FDA To Develop Regulatory Guidelines for Trials That Change Midcourse To Accommodate Early Results
FDA Deputy Commissioner Scott Gottlieb on Monday likely will announce that the agency plans to develop guidelines to allow the use of adaptive clinical trials -- studies that are modified prior to completion based on early results -- in the prescription drug approval process, the Wall Street Journal reports. FDA has assembled an internal team that will collaborate with agency drug review divisions to develop guidelines for adaptive trials. Robert O'Neill, director of the Office of Biostatistics at the FDA Center for Drug Evaluation and Research, said that the agency has begun to compile examples of adaptive trials. Each FDA drug review division has received at least one adaptive trial submission in the past year, he said. According to O'Neill, FDA will develop a "concept paper" on adaptive trials and likely will release guidelines for the studies next year. "We think it's time to start exploring the appropriate use of these designs in the appropriate situations," he said (Wilde Mathews, Wall Street Journal, 7/10).
Potential Benefits
According to the Journal, adaptive trials allow researchers to make modifications based on early results to direct a larger percentage of participants to treatments that appear the most effective; to eliminate treatments that appear ineffective; to add more participants who appear to benefit from certain treatments; or to combine two phases of prescription drug development into one study (Wall Street Journal chart, 7/10).

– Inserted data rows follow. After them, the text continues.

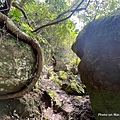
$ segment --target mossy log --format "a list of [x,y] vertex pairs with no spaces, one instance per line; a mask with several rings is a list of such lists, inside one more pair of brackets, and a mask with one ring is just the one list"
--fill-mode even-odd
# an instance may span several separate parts
[[90,22],[72,49],[96,119],[120,119],[120,11]]
[[39,43],[22,32],[0,12],[0,25],[13,36],[0,38],[0,99],[20,97],[29,92],[42,71],[42,51]]

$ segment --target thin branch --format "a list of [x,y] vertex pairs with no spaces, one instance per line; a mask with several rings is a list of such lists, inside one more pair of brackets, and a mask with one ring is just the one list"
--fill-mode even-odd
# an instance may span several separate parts
[[27,20],[27,24],[30,26],[30,23],[29,23],[29,20],[28,20],[28,17],[27,17],[27,14],[25,13],[25,11],[20,6],[18,6],[15,2],[12,2],[12,6],[17,8],[18,10],[20,10],[22,12],[25,19]]
[[[40,30],[40,29],[43,29],[43,28],[46,28],[46,27],[48,27],[48,26],[55,25],[55,24],[58,24],[58,23],[60,23],[60,22],[63,22],[63,21],[65,21],[65,20],[69,19],[76,11],[86,10],[87,7],[88,7],[88,5],[89,5],[89,3],[90,3],[90,0],[88,1],[87,5],[86,5],[84,8],[79,8],[79,7],[82,5],[83,2],[84,2],[84,0],[82,0],[82,1],[77,5],[77,7],[76,7],[74,10],[67,10],[67,11],[61,13],[61,14],[60,14],[56,19],[54,19],[53,21],[51,21],[51,22],[49,22],[49,23],[47,23],[47,24],[45,24],[45,25],[43,25],[43,26],[41,26],[41,27],[36,28],[36,29],[33,30],[32,32],[37,32],[37,31]],[[69,12],[71,12],[70,15],[68,15],[66,18],[60,19],[60,17],[62,17],[63,15],[65,15],[66,13],[69,13]],[[60,20],[59,20],[59,19],[60,19]]]

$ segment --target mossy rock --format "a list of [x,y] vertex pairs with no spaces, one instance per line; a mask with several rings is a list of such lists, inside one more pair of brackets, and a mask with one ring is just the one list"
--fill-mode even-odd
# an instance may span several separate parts
[[83,95],[85,94],[85,90],[81,84],[76,82],[75,80],[71,80],[70,83],[63,83],[62,89],[65,90],[68,94],[72,95]]
[[98,116],[120,111],[120,11],[90,22],[72,49],[81,58],[79,74],[96,119],[120,119]]
[[58,78],[61,80],[67,80],[68,74],[65,71],[59,71],[58,72]]
[[34,75],[36,57],[30,45],[11,36],[0,38],[0,94],[20,91]]

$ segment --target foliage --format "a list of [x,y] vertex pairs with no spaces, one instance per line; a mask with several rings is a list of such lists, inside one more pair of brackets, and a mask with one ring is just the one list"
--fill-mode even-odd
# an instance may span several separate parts
[[[42,29],[37,34],[31,31],[55,19],[60,13],[67,9],[68,2],[69,0],[47,0],[46,2],[39,3],[34,0],[31,2],[24,1],[22,8],[28,16],[30,25],[27,24],[27,20],[21,11],[16,8],[12,8],[9,13],[9,17],[21,30],[36,37],[40,42],[45,56],[45,63],[49,62],[53,53],[70,61],[70,55],[72,56],[73,54],[71,45],[76,37],[76,33],[74,32],[75,24],[71,20],[67,20]],[[21,5],[21,2],[17,2],[17,4]]]

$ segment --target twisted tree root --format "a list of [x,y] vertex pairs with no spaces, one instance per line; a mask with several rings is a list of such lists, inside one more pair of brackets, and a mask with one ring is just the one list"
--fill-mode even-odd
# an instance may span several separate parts
[[0,12],[0,24],[5,23],[5,26],[8,31],[10,31],[12,34],[14,34],[17,38],[22,40],[23,42],[26,42],[27,44],[31,45],[32,48],[37,53],[37,63],[36,63],[36,72],[34,73],[34,77],[31,79],[31,82],[26,85],[25,88],[22,90],[15,92],[15,93],[8,93],[4,95],[0,95],[0,99],[10,99],[10,98],[16,98],[21,97],[27,92],[29,92],[37,82],[37,80],[40,77],[40,73],[42,71],[42,51],[39,43],[35,41],[32,37],[27,35],[26,33],[22,32],[13,22],[10,18],[8,18],[6,15],[2,14]]

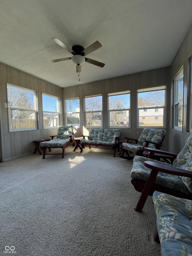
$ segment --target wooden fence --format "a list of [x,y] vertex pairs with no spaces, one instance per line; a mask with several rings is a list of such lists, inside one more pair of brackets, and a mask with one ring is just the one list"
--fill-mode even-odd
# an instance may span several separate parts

Pharmaceutical companies hope that adaptive trials will produce "more efficient tests that could save millions of dollars" in prescription drug development costs, and some have begun to conduct such studies, the Journal reports. Supporters of adaptive trials maintain that such studies can reduce the number of participants by 30% or more. In addition, adaptive trials reduce the likelihood that participants will receive ineffective treatments, according to supporters.
Concerns, Comments
The plan to allow the use of adaptive trials in the prescription drug approval process "has sparked controversy among researchers" because of concerns about the ethicality and statistical accuracy of such studies, the Journal reports. One concern is that adaptive trial sponsors, researchers or participants who receive information about early results might "consciously or unconsciously change their conduct on an ad hoc basis," according to the Journal. "Another worry is that preliminary finding could leak out to investors," the Journal reports. According to Thomas Fleming, a statistics professor at the University of Washington, early results from trials are "not always a reliable clue," and they might prompt researchers to make modifications that reduce the efficiency of studies or make the results more difficult to interpret. He added that the use of late-stage adaptive trials raises "very serious ethical and scientific concerns." O'Neill said that FDA hopes to address concerns about adaptive trials, adding that "the last think we want to have happen is for the enthusiasm for these designs to run ahead of the ability to carry them out with integrity" (Wall Street Journal, 7/10).